Junge Klassik

Kabinettstückchen farbig glänzenden Klavierspiels

Mit Franz Liszts höllisch schwieriger „Dante-Sonate“ bewies Jamina Gerl ihre hohe Klasse

Mit Franz Liszts höllisch schwieriger „Dante-Sonate“ bewies Jamina Gerl ihre hohe Klasse

Foto: Kerstin Bögeholz

OBERHAUSEN.   Jamina Gerl beeindruckt in der letzten Klassik-Matinée des Jahres im Ebertbad. Hohe Virtuosität gerät bei ihr nie zum Selbstzweck.

Die bereits weltweit gelobte junge Pianistin Jamina Gerl hat schon mehrere Male im Rahmen des Klavierfestivals Ruhr ein Recital gegeben. Jetzt hat sie auch den Weg ins Ebertbad gefunden zur 196. Matinée des Künstlerfördervereins und dort überzeugend bewiesen, dass sie zu Recht in den Kreis jener aufgestiegen ist, die vom Veranstalter als „Weltelite der Pianisten“ apostrophiert werden.
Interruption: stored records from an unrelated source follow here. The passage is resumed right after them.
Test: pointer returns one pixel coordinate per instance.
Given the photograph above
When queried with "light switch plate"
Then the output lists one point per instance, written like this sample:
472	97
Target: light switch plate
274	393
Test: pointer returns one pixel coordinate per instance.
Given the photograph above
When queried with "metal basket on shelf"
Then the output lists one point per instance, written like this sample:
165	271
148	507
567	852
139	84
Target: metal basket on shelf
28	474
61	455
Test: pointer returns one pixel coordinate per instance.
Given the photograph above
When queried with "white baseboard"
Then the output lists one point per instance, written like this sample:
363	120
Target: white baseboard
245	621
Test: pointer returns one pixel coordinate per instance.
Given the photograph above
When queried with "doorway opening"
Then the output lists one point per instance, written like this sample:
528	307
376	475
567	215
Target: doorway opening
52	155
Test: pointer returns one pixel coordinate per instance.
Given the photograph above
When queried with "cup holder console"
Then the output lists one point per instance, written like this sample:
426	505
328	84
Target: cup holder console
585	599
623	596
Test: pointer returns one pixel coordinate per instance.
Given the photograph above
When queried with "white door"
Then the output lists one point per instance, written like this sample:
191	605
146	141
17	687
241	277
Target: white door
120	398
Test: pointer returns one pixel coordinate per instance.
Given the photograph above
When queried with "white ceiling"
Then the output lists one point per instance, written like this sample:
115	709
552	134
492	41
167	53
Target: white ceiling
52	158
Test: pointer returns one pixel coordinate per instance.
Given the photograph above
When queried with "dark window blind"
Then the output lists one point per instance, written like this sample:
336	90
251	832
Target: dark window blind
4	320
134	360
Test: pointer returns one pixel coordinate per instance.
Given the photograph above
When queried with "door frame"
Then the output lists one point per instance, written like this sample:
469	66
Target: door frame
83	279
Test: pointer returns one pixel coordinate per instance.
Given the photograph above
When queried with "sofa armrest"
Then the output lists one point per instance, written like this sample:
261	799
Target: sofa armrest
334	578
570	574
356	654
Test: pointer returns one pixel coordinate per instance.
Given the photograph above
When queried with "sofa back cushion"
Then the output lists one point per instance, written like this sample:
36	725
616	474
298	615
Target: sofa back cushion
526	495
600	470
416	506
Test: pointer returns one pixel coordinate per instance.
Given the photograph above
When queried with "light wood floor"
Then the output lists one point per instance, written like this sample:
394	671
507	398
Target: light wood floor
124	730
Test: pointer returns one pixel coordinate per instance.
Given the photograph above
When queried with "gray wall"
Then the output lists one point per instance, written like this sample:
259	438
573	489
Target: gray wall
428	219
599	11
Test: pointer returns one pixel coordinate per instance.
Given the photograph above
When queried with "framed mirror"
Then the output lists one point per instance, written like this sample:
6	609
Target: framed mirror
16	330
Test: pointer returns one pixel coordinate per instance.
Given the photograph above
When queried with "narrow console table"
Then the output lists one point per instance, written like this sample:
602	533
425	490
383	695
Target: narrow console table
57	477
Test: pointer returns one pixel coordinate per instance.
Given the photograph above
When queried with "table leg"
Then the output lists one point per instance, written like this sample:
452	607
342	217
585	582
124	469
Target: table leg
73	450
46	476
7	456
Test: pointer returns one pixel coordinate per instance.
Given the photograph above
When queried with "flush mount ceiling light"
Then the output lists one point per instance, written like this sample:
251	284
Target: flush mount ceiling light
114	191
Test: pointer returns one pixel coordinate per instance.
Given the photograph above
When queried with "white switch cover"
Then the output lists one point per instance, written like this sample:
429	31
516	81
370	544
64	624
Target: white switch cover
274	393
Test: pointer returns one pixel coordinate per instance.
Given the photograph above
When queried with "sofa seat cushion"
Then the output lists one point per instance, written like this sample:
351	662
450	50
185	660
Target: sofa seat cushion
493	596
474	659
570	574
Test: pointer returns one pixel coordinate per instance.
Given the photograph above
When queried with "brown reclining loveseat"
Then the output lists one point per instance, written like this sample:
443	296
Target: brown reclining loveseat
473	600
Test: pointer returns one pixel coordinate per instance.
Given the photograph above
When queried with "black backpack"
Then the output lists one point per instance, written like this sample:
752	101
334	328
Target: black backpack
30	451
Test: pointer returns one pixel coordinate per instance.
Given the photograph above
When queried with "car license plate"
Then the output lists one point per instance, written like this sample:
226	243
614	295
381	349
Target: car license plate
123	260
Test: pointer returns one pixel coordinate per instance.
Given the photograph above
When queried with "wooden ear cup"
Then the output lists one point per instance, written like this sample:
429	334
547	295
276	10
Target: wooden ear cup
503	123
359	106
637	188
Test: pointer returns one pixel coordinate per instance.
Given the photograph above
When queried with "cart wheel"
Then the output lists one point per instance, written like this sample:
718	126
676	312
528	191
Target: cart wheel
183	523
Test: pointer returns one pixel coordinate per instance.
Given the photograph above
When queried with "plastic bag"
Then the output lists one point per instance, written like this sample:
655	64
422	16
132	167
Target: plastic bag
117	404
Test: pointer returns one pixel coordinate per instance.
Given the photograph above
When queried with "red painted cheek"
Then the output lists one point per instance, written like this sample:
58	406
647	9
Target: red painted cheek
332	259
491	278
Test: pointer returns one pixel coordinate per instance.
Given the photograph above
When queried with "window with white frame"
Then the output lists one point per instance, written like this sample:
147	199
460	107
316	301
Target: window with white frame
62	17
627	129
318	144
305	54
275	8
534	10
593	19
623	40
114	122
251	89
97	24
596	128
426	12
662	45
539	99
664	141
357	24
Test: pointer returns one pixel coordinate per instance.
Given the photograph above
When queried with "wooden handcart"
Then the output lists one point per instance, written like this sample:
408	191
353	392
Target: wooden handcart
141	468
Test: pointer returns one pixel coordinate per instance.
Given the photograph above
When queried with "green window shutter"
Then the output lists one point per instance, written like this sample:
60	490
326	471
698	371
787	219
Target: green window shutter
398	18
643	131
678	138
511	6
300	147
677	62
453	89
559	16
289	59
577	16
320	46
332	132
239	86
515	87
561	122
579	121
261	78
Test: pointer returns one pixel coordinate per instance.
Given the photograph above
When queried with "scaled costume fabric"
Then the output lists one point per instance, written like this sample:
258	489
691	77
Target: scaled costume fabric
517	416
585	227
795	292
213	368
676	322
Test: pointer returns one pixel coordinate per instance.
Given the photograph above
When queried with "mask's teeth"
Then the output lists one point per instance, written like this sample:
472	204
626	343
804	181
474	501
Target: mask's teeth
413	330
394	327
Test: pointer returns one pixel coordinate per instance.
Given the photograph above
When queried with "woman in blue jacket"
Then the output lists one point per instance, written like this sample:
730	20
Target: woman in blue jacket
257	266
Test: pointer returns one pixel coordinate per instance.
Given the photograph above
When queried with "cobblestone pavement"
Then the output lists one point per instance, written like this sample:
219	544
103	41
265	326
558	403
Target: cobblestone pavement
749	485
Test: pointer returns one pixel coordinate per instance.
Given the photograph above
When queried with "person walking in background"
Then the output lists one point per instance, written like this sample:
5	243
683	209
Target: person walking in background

Ihr Programm spiegelte im ersten Teil noch den Schwerpunkt „Frankreich“ des Klavierfestivals vom vergangenen Sommer: In Camille Saint-Saëns teilweise hochvirtuosem „Album für Klavier“ op. 72 machte sie aus jedem Teil ein Kabinettstückchen der Ausdruckskunst. Das melancholisch-zergrübelte, aber doch französisch-klare Nocturne in es-moll von Gabriel Fauré konnte den Satz eines ausgewiesenen Frankreich-Kenners ins Gedächtnis rufen: „Frankreich ist das Land der richtigen Gefühle“.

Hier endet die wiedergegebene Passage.